Os textos deverão ser padronizados da seguinte forma (conforme arquivo modelo):

  1. Arquivo em formato .doc ou .docx;
  2. Arquivo nomeado da seguinte forma: NOME_SOBRENOME_DATADEENVIO.doc
  3. Espaçamento entre linhas 2, formato A4, fonte Arial, tamanho 10;
  4. Título e title destacados em negrito, em fonte Arial ,tamanho 14;
  5. Autor destacado em negrito, fonte Arial, tamanho 10;
  6. Subtítulos destacados em negrito (com espaço entre linhas adicional antes), fonte Arial tamanho 10;
  7. Destaques ao longo do texto devem ser feitos em itálico;
  8. Notas de rodapé em fonte Arial, tamanho 9, e numeradas em sequência.

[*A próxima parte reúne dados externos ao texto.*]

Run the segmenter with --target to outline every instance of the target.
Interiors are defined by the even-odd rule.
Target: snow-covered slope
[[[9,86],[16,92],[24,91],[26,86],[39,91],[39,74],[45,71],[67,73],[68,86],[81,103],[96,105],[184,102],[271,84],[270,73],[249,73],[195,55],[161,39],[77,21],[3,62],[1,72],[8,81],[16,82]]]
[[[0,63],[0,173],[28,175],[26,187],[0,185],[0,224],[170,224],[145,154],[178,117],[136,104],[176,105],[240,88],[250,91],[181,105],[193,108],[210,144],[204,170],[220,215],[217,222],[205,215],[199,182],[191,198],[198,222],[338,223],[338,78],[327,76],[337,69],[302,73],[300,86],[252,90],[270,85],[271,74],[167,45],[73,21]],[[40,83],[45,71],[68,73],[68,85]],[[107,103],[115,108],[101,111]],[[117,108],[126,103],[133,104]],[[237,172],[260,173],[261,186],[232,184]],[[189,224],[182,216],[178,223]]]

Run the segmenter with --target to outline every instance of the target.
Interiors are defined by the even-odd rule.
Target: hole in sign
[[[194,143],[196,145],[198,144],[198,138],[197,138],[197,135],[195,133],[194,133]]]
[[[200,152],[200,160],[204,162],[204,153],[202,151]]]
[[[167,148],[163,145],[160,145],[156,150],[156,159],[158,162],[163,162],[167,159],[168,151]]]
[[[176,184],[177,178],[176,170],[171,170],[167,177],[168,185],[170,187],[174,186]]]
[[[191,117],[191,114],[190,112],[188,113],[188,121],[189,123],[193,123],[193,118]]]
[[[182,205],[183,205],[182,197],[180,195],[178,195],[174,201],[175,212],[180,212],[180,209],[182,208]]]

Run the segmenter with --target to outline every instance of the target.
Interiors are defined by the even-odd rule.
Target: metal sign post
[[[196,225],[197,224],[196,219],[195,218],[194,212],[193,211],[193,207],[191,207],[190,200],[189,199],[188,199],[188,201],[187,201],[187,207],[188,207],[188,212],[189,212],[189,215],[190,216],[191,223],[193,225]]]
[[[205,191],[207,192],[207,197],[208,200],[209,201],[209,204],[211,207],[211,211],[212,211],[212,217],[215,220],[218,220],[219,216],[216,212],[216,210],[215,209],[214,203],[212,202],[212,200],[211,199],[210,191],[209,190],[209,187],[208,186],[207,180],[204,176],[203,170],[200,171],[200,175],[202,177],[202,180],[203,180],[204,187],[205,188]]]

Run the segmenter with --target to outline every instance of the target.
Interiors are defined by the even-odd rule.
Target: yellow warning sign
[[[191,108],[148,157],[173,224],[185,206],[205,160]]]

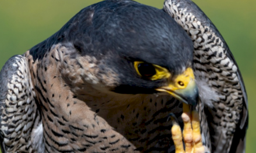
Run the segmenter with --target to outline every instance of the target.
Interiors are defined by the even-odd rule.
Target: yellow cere
[[[136,72],[138,73],[138,75],[141,76],[138,70],[138,66],[140,64],[143,63],[144,62],[143,61],[134,61],[134,68],[136,70]],[[169,78],[170,76],[170,72],[165,68],[163,68],[162,67],[161,67],[159,65],[152,64],[154,67],[155,68],[155,74],[154,75],[152,76],[148,77],[148,79],[155,81],[158,79],[167,79]]]

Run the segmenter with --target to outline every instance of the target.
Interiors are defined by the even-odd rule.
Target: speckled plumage
[[[241,152],[247,100],[231,52],[193,3],[166,0],[164,10],[184,30],[162,10],[107,0],[10,59],[0,73],[2,151],[174,152],[168,118],[182,126],[182,103],[152,90],[165,81],[136,75],[140,60],[173,76],[193,65],[205,152]]]

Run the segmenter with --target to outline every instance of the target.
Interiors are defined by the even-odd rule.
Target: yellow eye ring
[[[140,71],[141,72],[141,68],[140,68],[139,67],[141,65],[141,64],[145,63],[147,65],[152,65],[154,68],[154,71],[155,71],[155,74],[154,75],[149,75],[149,76],[145,76],[145,75],[141,75]],[[170,72],[165,68],[163,68],[162,67],[161,67],[159,65],[150,64],[150,63],[147,63],[143,61],[134,61],[134,67],[135,70],[136,70],[137,73],[141,77],[147,78],[148,79],[150,79],[152,81],[158,80],[158,79],[161,79],[164,78],[168,78],[170,76]],[[152,67],[150,67],[151,68]],[[140,69],[140,70],[139,70]],[[150,70],[151,71],[150,74],[151,74],[153,71],[152,70]]]

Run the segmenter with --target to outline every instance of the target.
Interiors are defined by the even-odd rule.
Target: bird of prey
[[[244,152],[248,124],[237,64],[190,0],[83,9],[7,61],[0,114],[3,152]]]

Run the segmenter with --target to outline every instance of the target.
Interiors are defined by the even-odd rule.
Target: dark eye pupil
[[[145,77],[150,77],[156,73],[155,67],[151,64],[140,63],[138,65],[138,70],[140,74]]]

  9. As citações referenciais não vão em nota de rodapé, devendo ser identificadas (entre parênteses) no texto, logo após o trecho citado, colocando o sobrenome do autor (com todas as letras em maiúsculo), o ano e, quando necessário, a página.Exemplos:
    • Um autor: (WENTH, 1998, p. 12);
    • Dois autores: (LAMARE; SOARES, 1990, p. 134-135);
    • Três ou mais autores: (HARRIS et al, 1998, p. 26).
  10. Citações com mais de quatro linhas deverão vir em parágrafo específico, com recuo de 4 cm, em espaçamento 1, tamanho de fonte 10 e espaço simples antes e depois das citações. Não usar Idem ou Ibidem.
  11. A lista de referências bibliográficas deve estar em ordem alfabética, de acordo com as normas ABNT (6023 e 10520).Exemplos:
    • Formato para livros:
      CALDWELL, J. T. Televisuality: style, crisis, and authority in American television. New Jersey: Rutgers, 1995. (Subtítulo em minúscula e depois de dois pontos, sem itálico.
      – Prenomes dos autores abreviados; maiúscula apenas na primeira letra do título; não utilizar prenomes em editoras, desde que isso não comprometa a identificação).
    • Formato para teses e dissertações:
      MUANIS, F. As metaimagens na televisão contemporânea: as vinhetas da Rede Globo e MTV. Tese (Doutorado) – Universidade Federal de Minas Gerais, Belo Horizonte, 2010.
    • Formato para artigos:
      PAIVA, S. “A propósito do gênero road movie no Brasil: um romance, uma série de TV e um filme de estrada”. Rumores:, São Paulo, v. 1, n. 6, set.-dez. 2009.
    • Formato para trabalhos apresentados em eventos:
      REGUILLO, R. “El lenguaje e los narcos”. In: SEMINARIO NARCOTRÁFICO Y VIOLENCIA EN CIUDADES DE AMÉRICA LATINA: retos para un nuevo periodismo, 2009, México. Anais eletrônicos:… México: FNPI, 2009. Disponível em: . Acesso em: 15 ago. 2011.
  12. Caso o trabalho contenha imagens, quadros ou tabelas, é necessário incluí-los ao longo do texto, de modo compatível com o arquivo. As legendas devem estar imediatamente abaixo das figuras e dos gráficos e os títulos imediatamente acima dos quadros e das tabelas. Todos deverão estar numerados consecutivamente, em arábico. De acordo com a lei de direitos autorais, as fotos e os desenhos devem vir acompanhados dos nomes de seus autores.